Definition: path, maximal path, initial path. Given a 3D-net,
- a path between two left- or right- linking candidates C1 and Cn is any path in the associated graph;
- a maximal path is a path in the associated graph, between the left-linking candidate of a source and the right-linking candidate of a sink
- given a candidate C, an initial path to C is any path with head the left-linking candidate of a source and with tail C.
A path thus defined is a 3D-chain.
Given a path, a right-linking candidate in a cell that has more than one is called a branched candidate.
Given 2 candidates, in a 3D-chain there is a single path between them. But in a 3D-net, there may be 0, 1 or more paths beween them. This is the main structural difference between a chain and a net.
Given a candidate, there may be 1 or several initial paths to it.
As was the case for for 2D- or 3D- chains, only some types of 3D-nets are interesting (those that lead to a contradiction on the target). These conditions are generalisations of the condition on nrc(z)(t) chains: the nrc-bivalue (bivalue/bilocation) condition modulo the previous right-linking candidates and target.We just have to be careful when we formalise them.
Definition: an nrczt-net built on a candidate Z is a 3D-net admitting Z as a target (in the general sense defined above) and which satisfies the nrczt condition:
- for any cell in the net, for any right-linking candidate C in this cell, for ANY initial path to C, this 3D-chain would be an nrczt-chain or an nrczt-lasso if, at any branching point in this chain, we forgot the other right-linking candidates.Notice that, as there may be several initial paths to C, each additional candidate may have different justifications along each of these paths (it may appear as a t-candidate in some paths and as a z-candidate in others).
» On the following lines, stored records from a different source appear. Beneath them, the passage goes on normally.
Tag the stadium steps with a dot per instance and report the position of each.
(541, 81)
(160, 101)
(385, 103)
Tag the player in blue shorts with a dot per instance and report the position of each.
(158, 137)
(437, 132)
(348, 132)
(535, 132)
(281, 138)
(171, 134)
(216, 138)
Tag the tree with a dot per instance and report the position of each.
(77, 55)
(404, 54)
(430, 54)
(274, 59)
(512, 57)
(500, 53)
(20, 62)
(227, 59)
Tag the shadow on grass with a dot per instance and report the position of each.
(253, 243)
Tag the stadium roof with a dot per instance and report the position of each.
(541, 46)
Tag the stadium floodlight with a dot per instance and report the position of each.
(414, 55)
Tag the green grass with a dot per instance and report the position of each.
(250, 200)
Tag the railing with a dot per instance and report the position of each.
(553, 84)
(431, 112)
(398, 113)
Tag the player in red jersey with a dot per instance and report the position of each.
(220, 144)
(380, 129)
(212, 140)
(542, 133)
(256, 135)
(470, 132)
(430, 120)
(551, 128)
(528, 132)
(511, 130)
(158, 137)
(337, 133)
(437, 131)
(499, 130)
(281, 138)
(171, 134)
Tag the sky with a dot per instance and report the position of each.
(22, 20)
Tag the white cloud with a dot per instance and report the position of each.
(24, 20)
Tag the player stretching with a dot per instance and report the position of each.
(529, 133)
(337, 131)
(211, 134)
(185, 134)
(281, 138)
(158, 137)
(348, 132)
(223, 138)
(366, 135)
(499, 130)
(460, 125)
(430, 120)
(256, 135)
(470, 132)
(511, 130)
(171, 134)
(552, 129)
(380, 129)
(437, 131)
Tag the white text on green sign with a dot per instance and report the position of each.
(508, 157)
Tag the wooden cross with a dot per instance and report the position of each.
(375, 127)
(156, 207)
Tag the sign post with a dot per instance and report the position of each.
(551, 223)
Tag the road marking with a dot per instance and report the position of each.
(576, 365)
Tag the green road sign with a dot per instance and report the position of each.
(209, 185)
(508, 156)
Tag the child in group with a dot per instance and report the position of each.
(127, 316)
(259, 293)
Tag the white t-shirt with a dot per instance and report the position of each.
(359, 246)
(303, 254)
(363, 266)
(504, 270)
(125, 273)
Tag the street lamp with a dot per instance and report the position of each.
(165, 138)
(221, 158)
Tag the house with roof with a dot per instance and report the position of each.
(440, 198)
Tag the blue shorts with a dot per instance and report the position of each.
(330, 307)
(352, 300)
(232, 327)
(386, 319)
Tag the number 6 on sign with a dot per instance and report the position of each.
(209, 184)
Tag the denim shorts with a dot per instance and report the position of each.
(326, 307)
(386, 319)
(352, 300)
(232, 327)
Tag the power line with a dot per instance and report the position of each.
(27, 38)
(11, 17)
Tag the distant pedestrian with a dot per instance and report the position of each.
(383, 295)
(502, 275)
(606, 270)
This is why additional candidates were not a priori labelled as t or z.
Theorem (nrczt-net theorem): given an nrczt-net based on a target Z, Z can be eliminated.
Notice that nrczt-nets are
non-anticipative patterns.
Enough for one day.
In a next post, I'll prove that nrczt-nets (together with ECP and Singles) subsume all the rules defined in my book and programmed in SudoRules:
- Subsets (Naked, Hidden and Super-Hidden),
- elementary interactions row/block and column/block
- all the (h)xy(z)(t) and nrc(z)(t) chains
But, remember the first sentence of this post: this is not to mean that nrczt-nets should replace all the other patterns.
Edited 02/04/08: improved the definition of a 3D-net.
Edited 02/05/08: added the possibility of lassos in nrczt-nets.